We aren’t exactly poor in adaptations—on the big and small screens—of Charles Dickens’ “Great Expectations.” But there’s always room for another, provided that it’s reasonably respectful of the source and shows a bit of imagination. Mike Newell’s new version is somewhat short on the latter score, but sufficiently strong in the former regard to make up for it. If you keep your expectations within reason, its stylish faithfulness to the book is enough to help one overlook a certain stolidity in its approach to the story.

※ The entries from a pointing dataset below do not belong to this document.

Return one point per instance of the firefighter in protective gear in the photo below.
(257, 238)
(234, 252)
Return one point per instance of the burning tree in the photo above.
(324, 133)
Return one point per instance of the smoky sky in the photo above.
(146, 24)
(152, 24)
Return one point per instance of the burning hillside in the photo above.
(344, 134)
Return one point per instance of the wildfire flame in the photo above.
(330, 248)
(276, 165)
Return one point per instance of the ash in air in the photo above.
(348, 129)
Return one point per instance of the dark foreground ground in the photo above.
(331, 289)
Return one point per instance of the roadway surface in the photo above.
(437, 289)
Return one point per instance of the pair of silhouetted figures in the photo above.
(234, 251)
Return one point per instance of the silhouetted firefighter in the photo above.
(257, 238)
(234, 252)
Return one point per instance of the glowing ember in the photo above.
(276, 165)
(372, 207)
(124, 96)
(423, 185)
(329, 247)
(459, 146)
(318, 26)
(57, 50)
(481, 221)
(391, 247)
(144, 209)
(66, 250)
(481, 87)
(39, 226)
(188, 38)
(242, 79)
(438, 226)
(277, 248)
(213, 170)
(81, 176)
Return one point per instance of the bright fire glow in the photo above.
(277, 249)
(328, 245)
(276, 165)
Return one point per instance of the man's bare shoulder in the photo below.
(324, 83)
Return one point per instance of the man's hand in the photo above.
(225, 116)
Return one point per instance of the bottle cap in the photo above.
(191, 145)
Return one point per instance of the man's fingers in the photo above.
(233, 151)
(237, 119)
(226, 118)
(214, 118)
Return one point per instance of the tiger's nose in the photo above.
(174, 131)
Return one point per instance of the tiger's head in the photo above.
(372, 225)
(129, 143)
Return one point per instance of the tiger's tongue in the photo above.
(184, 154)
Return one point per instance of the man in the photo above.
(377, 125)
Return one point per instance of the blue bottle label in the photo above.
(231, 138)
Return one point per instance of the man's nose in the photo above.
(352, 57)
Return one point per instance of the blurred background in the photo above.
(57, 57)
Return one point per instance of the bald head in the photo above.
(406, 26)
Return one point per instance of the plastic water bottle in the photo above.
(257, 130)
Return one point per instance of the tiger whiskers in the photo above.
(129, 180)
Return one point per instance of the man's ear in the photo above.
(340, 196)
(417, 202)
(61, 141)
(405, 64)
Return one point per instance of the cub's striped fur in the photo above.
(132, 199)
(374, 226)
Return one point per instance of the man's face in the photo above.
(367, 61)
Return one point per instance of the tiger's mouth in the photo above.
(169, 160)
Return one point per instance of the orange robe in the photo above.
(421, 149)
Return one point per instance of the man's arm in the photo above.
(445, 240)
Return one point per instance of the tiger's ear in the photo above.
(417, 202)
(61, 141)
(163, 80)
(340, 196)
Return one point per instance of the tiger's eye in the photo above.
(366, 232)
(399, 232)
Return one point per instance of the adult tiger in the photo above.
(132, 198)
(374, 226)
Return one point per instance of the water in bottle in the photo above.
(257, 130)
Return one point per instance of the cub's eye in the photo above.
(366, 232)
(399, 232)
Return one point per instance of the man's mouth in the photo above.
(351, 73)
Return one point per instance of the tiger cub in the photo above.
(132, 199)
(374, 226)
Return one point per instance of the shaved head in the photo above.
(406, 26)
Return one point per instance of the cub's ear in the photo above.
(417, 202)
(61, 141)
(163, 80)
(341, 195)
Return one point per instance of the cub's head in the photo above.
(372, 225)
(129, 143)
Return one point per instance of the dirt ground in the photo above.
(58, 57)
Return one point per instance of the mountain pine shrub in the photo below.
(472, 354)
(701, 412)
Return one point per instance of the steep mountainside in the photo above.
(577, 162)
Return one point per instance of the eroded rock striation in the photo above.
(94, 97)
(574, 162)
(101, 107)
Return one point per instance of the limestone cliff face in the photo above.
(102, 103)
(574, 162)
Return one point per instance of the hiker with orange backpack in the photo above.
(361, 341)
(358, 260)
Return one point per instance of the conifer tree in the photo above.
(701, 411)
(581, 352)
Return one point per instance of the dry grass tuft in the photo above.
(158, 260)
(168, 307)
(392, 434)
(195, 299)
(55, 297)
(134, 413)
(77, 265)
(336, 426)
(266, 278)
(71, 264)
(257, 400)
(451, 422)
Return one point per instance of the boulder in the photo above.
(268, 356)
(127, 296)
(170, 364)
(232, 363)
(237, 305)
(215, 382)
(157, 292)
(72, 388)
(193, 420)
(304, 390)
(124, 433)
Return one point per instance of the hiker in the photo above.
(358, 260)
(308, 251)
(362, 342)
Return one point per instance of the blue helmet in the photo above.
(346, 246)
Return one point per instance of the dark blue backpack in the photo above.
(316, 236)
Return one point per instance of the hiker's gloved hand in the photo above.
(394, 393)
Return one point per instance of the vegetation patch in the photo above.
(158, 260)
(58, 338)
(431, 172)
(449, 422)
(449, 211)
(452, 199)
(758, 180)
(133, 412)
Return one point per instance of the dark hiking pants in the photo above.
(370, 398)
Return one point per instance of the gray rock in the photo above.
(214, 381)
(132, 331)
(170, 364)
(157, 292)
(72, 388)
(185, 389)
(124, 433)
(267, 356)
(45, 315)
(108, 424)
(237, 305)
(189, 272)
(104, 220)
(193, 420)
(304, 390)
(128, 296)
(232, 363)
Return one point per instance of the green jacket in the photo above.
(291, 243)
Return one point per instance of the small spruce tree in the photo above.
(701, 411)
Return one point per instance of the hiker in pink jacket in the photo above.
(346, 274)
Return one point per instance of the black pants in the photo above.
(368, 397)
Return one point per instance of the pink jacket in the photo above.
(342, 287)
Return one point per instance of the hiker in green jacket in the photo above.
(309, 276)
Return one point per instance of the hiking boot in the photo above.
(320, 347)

“Expectations” is, of course, the tale of orphan Philip Pirrip, or Pip, who, as boy serving as apprentice to his brother-in-law blacksmith Joe Gargery, assists an escaped convict named Magwitch and is invited by a wealthy but reclusive neighbor, Miss Havisham, to be a companion for her adopted daughter Estella, to whom he quickly becomes devoted despite her pursuit of social position and wealth. As a young man he’s informed by London lawyer Jaggers that he has unexpectedly received a large sum from an anonymous benefactor that will allow him to become a gentleman in the city. Unfortunately, his newfound status causes him to lose sight of who he really is and grow into a profligate. It’s only the revelation of his benefactor and an ensuing tragedy (along with some help from his true friends) that lead him to abandon his self-destructive ways and return to his origins—and to Estella, who has learned a similar lesson from her life.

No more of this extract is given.